TAIPEI • From a bucolic rural grocery shop to fictional battlefields, Taiwanese artisans are meticulously handcrafting miniature worlds that fuse reality and fantasy.
When he is not designing interiors, Mr Hank Cheng, 51, can usually be found in his studio conjuring tiny but intricately detailed scenes.
“I like to try to make anything, whether it’s clean, old or dirty, to let my imagination run wild,” he said.
His creations range from a replica of a 40-year-old grocery store in central Taiwan that caught his eye to an imaginary “secret maintenance base” for a legion of Minions made from a discarded Minion-shaped cookie box he recycled.
“When people ask me is there anything I can’t make, I joke: ‘Only air and sunshine’,” he said.
In his youth, Mr Cheng studied illustration in Japan, where miniatures and dioramas have long been popular.
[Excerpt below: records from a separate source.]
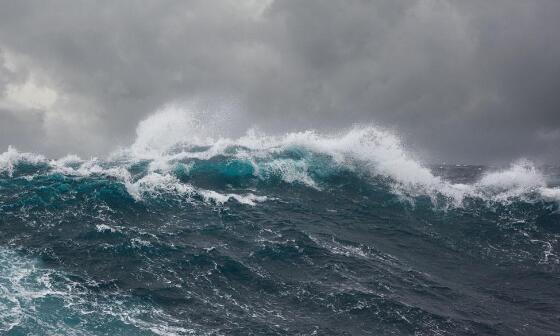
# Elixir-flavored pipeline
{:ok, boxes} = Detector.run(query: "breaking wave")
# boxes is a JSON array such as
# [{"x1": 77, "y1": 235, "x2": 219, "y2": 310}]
[{"x1": 0, "y1": 106, "x2": 560, "y2": 206}]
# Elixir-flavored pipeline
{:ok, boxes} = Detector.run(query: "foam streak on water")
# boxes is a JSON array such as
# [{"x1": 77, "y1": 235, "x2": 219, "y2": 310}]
[{"x1": 0, "y1": 106, "x2": 560, "y2": 335}]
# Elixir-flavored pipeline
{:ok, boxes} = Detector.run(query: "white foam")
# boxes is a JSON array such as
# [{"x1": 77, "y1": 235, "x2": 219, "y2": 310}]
[
  {"x1": 0, "y1": 248, "x2": 201, "y2": 335},
  {"x1": 0, "y1": 146, "x2": 46, "y2": 176},
  {"x1": 199, "y1": 190, "x2": 268, "y2": 206},
  {"x1": 4, "y1": 105, "x2": 560, "y2": 205}
]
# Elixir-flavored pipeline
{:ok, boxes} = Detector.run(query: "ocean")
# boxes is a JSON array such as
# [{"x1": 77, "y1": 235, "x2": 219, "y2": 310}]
[{"x1": 0, "y1": 120, "x2": 560, "y2": 335}]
But he started making miniatures only five years ago, after spotting a photo of a Japanese artist’s work that was so realistic, he thought it was real at first sight.
One of his most detailed pieces is a painstakingly accurate model of an old Japanese restaurant selling eel rice dishes – complete with smoke-stained kitchen and greasy floor – which won awards at a Japanese competition.
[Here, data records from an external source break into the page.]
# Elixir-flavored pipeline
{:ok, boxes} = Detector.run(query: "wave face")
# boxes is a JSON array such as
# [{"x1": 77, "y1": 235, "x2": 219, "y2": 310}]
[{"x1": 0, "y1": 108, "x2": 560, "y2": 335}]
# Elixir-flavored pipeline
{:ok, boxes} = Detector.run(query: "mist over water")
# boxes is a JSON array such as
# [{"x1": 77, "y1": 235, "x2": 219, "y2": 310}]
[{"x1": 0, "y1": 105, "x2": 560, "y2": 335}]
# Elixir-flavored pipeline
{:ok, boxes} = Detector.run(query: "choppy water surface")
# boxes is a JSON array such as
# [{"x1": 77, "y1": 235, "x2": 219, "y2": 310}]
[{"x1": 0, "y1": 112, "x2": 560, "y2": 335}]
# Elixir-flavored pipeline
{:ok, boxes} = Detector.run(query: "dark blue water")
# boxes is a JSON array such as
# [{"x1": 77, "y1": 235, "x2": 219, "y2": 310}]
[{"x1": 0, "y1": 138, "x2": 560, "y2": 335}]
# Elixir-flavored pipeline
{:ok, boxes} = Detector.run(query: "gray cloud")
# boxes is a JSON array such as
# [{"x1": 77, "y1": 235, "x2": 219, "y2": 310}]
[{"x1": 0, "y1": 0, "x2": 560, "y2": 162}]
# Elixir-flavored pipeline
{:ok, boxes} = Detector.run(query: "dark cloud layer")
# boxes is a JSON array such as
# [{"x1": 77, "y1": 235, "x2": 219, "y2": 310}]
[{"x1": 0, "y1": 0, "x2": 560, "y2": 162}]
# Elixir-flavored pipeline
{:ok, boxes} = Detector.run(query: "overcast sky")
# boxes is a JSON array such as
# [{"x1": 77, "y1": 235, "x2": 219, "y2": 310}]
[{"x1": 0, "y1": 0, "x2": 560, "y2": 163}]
Another favourite design is a rundown bar with rowdy patrons, graffiti and a back alley littered with garbage so realistic, he hopes viewers can “smell the odour” just by looking at it.
“I hope each of my creations tells a story to get people interested, and does not just look pretty or realistic,” said Mr Cheng, who has also published a book on making miniatures and held solo exhibitions.
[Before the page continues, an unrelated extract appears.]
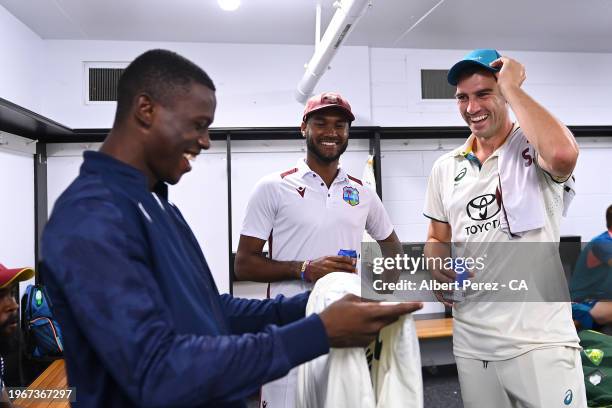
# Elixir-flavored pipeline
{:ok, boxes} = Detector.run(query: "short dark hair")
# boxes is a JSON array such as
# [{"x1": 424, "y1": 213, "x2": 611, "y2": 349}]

“I hope it shows some warmth and traces of real things.”
Ms Hikari Yang, 39, started making miniatures at a time in her life when she was feeling low.
She recalled that by the time she completed her first work – a Japanese-style town of her dreams – she felt “healed” by the process and had forgotten about her troubles.
She set up the studio FM Dioramas in Taoyuan, northern Taiwan, in late 2016 with several partners, maintaining a day job until she was recently able to switch to making models full time.
The group’s portfolio is filled with detailed models featuring real-life or sci-fi scenes that, on average, take eight to nine months to complete.
Her studio has cultivated a growing following by giving miniature-making classes across Taiwan and also creates miniatures that are shipped around the world.
“People come to our classes to learn to make what we call ‘healing little items’ like a tree in a park. Making the miniature from scratch provides a release of the stress in their busy lives,” Ms Yang said.
Her partner Chen Shih-jen, 45, said building dioramas helps take the edge off his full-time computer programming job.
Commissions are varied.
One custom order Mr Chen received from a government agency was to recreate a miniature traditional house of the Seediq, one of Taiwan’s many indigenous tribes.
Another came from a couple who wanted a model of the restaurant they had their first date in.
A more elaborate diorama he built for his own collection contains an environmental message.
“The work depicts how people would live when the land disappears,” he said.
“Climate change and global warming are happening and I hope people will cherish the present. What we see as normal resources are limited and could be gone one day.”